Snail fever. Bilharzia. Schistosomiasis. In 2016, some 200 million people were afflicted; of those, less than half received treatment. Swollen, distended bellies are the telltale sign; the disease, which is caused by parasitic flatworms, still ravages children in the global south. Over time, it wreaks havoc on the bladder, kidneys, and liver, with bloody stools and urine giving way to organ failure, infertility, or cancer. Right now, the standard treatment for snail fever is a drug called Praziquantel. It’s an anti-parasite medication that’s also used to treat malaria, and it has some serious side effects. Nausea, vomiting, dizziness, and worse have been reported as side effects. It works well, but it’s notably unpleasant. Could there be another way? Could Wormwood Tea be the answer?
According to a new report from NPR, however, some doctors are looking into a plant-based cure that may work just as well: tea made from the leaves of Artemisia annua, or sweet wormwood.

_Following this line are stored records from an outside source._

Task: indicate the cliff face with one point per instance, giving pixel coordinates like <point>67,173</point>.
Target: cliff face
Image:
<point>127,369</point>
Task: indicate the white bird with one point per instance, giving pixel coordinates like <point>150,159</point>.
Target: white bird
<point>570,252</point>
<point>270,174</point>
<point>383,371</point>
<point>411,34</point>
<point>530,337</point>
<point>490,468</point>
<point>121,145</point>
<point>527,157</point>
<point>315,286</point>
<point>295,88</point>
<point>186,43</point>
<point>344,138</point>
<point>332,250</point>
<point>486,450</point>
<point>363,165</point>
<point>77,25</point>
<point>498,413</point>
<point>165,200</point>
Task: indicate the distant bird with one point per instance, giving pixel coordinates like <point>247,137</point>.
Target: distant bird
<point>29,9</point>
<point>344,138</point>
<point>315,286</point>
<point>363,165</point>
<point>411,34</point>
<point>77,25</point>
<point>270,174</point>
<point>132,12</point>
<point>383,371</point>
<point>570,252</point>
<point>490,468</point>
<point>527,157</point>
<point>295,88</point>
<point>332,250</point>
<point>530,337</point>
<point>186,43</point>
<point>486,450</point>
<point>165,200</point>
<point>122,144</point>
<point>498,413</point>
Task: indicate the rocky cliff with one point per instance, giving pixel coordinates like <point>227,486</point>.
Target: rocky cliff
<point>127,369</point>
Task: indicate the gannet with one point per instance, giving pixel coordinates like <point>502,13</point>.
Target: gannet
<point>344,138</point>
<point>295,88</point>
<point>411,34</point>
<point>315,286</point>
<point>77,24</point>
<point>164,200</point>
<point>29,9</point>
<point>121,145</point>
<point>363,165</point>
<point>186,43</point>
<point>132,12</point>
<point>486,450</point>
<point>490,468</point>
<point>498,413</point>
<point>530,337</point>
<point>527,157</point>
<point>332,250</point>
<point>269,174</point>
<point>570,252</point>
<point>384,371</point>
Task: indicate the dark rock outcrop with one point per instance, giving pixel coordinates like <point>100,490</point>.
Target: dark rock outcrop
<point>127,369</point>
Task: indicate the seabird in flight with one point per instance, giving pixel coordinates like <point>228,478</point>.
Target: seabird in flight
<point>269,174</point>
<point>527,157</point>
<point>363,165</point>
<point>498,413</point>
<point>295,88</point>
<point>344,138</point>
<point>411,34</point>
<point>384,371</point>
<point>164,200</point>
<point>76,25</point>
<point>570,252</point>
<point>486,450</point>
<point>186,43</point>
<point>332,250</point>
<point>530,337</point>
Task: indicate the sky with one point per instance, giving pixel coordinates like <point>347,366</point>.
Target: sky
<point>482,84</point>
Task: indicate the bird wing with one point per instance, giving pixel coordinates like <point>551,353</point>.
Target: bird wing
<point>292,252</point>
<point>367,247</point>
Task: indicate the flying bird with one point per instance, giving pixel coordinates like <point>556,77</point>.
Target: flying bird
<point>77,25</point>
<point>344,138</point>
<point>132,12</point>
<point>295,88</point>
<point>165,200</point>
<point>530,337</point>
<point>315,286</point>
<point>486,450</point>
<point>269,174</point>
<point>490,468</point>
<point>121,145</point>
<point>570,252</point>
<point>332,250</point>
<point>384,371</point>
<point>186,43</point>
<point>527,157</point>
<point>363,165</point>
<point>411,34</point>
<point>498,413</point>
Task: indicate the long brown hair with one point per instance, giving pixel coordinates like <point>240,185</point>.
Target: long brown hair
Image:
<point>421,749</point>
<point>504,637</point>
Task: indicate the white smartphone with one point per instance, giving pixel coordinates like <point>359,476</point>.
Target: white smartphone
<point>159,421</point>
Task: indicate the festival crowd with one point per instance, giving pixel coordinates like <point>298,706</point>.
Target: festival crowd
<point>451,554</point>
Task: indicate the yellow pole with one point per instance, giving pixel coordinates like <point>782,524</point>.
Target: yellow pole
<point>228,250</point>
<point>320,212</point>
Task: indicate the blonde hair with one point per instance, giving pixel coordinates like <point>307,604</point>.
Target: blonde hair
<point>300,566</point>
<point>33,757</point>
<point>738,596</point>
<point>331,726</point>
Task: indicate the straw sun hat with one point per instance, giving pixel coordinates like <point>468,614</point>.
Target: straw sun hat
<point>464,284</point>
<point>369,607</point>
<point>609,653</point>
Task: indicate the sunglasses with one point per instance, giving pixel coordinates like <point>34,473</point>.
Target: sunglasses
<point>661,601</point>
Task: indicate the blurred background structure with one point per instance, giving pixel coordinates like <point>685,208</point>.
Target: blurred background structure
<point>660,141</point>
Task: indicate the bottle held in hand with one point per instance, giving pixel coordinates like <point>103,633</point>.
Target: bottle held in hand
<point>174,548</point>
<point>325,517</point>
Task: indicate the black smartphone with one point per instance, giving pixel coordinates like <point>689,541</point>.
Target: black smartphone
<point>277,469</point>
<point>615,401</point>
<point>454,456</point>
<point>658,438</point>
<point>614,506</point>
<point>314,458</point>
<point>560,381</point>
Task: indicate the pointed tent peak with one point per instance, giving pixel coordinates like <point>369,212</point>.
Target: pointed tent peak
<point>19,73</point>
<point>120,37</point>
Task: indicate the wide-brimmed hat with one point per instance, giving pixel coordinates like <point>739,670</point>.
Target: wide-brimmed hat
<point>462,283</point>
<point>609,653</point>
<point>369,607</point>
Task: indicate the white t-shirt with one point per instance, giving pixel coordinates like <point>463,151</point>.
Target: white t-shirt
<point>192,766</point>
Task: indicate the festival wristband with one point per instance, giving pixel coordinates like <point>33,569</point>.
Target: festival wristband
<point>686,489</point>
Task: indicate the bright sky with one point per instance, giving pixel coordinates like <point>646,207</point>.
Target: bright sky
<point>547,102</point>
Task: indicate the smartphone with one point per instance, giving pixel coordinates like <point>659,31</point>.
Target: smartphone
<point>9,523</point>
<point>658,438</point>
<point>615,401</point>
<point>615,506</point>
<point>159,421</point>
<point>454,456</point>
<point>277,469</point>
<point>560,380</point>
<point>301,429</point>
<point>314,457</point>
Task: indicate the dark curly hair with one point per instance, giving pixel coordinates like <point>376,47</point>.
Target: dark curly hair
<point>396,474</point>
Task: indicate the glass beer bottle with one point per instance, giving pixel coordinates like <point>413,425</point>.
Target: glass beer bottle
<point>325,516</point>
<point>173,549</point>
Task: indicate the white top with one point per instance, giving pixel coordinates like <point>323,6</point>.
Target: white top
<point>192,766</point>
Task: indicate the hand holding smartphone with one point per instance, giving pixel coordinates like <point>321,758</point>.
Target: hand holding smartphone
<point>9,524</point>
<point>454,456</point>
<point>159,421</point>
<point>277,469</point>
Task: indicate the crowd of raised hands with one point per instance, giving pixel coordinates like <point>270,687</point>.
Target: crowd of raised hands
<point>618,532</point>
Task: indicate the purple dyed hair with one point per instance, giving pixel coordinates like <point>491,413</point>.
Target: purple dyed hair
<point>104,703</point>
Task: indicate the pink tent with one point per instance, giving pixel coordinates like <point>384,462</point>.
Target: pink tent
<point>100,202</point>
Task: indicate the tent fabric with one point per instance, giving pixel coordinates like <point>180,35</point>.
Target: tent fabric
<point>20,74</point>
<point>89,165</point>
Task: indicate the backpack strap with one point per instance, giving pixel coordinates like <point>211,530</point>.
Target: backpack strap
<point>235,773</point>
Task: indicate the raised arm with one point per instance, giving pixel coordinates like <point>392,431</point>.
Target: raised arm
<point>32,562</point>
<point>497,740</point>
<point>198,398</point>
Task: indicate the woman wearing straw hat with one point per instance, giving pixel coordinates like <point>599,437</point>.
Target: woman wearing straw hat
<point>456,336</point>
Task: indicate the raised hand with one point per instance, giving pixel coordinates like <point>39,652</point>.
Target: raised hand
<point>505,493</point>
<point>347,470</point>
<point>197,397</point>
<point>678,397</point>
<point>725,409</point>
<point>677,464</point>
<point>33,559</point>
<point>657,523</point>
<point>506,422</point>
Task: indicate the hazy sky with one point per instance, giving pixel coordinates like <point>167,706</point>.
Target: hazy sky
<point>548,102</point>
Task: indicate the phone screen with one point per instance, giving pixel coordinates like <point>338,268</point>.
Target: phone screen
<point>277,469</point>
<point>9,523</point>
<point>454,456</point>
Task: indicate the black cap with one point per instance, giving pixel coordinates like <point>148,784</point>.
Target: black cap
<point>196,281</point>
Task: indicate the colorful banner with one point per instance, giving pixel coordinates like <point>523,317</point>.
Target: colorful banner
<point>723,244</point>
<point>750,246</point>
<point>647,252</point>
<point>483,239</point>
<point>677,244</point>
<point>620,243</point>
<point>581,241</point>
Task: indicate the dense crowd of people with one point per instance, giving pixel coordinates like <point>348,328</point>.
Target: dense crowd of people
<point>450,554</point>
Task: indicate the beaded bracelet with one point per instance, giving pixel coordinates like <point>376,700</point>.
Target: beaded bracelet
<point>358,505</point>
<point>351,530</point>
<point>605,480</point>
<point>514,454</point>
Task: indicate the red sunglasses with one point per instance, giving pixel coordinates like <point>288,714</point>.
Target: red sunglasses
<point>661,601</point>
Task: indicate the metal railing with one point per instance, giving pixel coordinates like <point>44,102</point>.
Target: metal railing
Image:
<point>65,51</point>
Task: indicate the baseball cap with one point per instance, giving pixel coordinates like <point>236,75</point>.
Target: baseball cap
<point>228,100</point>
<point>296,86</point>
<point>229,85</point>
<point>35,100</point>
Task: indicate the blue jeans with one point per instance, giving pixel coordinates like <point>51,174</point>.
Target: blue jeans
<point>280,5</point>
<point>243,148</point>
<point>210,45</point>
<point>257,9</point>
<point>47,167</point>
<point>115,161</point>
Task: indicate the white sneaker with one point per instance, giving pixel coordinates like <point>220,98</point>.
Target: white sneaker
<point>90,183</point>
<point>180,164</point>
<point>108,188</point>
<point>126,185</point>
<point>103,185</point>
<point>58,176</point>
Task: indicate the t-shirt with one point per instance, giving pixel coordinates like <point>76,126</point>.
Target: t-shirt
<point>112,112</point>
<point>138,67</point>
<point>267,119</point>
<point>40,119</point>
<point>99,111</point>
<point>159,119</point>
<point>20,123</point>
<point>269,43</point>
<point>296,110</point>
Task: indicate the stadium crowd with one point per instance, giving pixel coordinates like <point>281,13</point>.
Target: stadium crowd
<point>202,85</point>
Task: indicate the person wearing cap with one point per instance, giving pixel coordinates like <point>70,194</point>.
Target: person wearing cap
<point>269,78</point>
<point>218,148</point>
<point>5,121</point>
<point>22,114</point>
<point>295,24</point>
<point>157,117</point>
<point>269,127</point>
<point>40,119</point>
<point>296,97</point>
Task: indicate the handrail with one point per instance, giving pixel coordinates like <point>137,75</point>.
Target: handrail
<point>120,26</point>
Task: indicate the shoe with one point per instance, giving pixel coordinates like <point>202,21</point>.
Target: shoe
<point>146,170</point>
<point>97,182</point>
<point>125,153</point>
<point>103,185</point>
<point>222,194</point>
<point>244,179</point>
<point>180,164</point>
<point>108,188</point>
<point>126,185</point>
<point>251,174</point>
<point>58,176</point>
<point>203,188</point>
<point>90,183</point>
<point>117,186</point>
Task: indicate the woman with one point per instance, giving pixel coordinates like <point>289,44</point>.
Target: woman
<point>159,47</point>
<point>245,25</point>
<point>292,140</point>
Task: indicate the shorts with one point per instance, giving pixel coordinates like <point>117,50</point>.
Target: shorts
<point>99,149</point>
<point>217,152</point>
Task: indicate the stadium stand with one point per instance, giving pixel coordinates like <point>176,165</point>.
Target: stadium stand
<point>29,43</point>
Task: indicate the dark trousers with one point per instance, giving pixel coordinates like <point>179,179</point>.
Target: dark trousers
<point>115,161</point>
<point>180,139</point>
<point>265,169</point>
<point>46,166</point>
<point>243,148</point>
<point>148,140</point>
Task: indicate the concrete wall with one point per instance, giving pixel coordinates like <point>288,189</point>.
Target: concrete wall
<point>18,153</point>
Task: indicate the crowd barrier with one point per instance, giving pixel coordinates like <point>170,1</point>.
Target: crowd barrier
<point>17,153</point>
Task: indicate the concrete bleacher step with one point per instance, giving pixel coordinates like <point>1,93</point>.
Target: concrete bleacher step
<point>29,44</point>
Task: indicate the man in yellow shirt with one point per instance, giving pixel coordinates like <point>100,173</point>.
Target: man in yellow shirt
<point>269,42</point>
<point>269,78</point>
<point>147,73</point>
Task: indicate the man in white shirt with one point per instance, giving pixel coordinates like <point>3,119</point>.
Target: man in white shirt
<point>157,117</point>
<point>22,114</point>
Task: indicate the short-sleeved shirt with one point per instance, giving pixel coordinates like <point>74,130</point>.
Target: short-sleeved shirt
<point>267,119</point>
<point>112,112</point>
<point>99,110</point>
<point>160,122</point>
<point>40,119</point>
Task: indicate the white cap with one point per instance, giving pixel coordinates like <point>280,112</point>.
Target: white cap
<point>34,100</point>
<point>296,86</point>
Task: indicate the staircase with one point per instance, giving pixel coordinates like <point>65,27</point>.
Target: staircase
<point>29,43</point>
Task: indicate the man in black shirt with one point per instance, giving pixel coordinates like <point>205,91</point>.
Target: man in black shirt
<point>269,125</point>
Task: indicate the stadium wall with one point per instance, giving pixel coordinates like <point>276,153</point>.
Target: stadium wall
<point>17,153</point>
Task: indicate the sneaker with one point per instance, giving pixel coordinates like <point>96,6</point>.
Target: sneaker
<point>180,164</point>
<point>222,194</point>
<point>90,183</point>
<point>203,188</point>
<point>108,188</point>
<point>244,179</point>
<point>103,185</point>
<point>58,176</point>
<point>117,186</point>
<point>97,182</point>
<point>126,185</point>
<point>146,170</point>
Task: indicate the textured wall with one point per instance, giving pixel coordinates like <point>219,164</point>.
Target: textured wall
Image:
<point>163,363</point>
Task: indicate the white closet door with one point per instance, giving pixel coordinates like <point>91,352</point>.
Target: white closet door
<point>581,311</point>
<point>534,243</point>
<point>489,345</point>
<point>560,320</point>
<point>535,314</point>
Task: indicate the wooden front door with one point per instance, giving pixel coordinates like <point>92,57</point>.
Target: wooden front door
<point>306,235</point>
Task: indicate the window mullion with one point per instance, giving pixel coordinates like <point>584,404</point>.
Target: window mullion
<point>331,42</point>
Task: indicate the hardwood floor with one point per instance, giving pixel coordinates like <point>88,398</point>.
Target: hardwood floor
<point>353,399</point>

The NPR article concerns a recent study from a team of scientists at the Worcester Polytechnic Institute. They ran a large clinical trial of some 800 patients who were subjected to various treatments for infection with schistosomes.
Half the subjects were given praziquantel. The other half were given tea made from either Artemisia annua or the closely related Artemesia afra. The tea was administered daily for a week, and the stools of subjects from both halves of the study were regularly examined for the eggs of the flatworms to determine whether or not the treatment was working.
One important finding of the study confirmed what we already knew: that wormwood tea is an effective treatment for the parasites. It is, in fact, just as effective as praziquantel. Everyone in the study was testing clean after finishing with their respective treatments. No worm eggs in their stool.
Moreover, the wormwood tea worked faster than praziquantel did to eliminate the flatworms from the bodies of subjects. And it got rid of the parasites without the difficult side effects that are sometimes reported with praziquantel. That’s the good news. Not only did wormwood tea perform on par with the drug; by certain benchmarks, it outperformed it.
There are, of course, caveats. The wormwood tea can’t be stored after brewing for very long before it starts to lose effectiveness. People who are using it also need to be aware of how to use it – how to properly brew the tea, what an appropriate dose is, etc. Nor is the tea entirely without its downsides: according to some of the scientists who spoke to NPR, the taste isn’t for everyone, which is one barrier that needs to be surmounted before widespread adoption.
There are other challenges, too. Making wormwood tea isn’t simply a matter of brewing it, drinking it, and being done with the worms. The tea needs to be brewed correctly; if it isn’t strong enough, it won’t be effective in getting rid of the worms, and if it’s too strong, the bitter taste of the tea might put people off even more than usual.
The tea also isn’t a one-dose affair. In order for it to work properly, it needs to be taken each day over the course of a week. If people don’t keeping to proper dosing guidelines, then the tea might not be effective at getting rid of the worms.
Another problem, somewhat thornier than those listed above: right now, the fight against snail fever doesn’t hinge on finding an effective medication to get rid of the worms. We already have that in praziquantel. Despite the headaches and nausea that sometimes appear as side effects, the drug works well for ridding the body of worms.
The real problem with snail fever, and the crux of the fight against it, isn’t that it’s hard to cure; it’s that people are often re-infected after they’ve been cured. Pushing back against the disease involves treating individuals, but that treatment is no good if they’re repeatedly exposed to the original source of the disease. Neither wormwood tea or praziquantel will lend an individual immunity to infection. If you’re gathering water from a source where the worms are breeding, then you can get snail fever, be cured of it by pill or by tea, and get it again the next time that you go to bathe or gather water for washing or cooking.
The life cycle of the worm that causes snail fever goes like this: human waste containing the snail fever eggs is introduced to a water source. The eggs hatch, and the young flatworms find a snail that they can infect in order to continue the cycle. Once the worms have grown to maturity in the snails, they re-emerge into the water, looking for a human host to infect. It’s only after they’ve infected the host that their eggs can emerge through the host’s urine or feces. If that waste finds its way to water with the snails that the worm needs to grow to maturity, then the cycle will continue.
That means that the fight against the parasite doesn’t begin or end with treatment. It’s all about breaking the cycle. The worms need to be denied these steps if they’re to be wiped out. More than anything else, that means managing water sources so that worms can’t breed there. That means separating human waste from those water sources, or denying the worms the snails, or making sure that people aren’t exposed to water with adult worms looking for a host through which they can pass their eggs.
Breaking the cycle is about education, wastewater management, and access to clean water. Expanding the pool of available treatments is one step, and wormwood tea seems to hold real promise, but defeating snail fever will require a broader program, one that goes beyond treatment.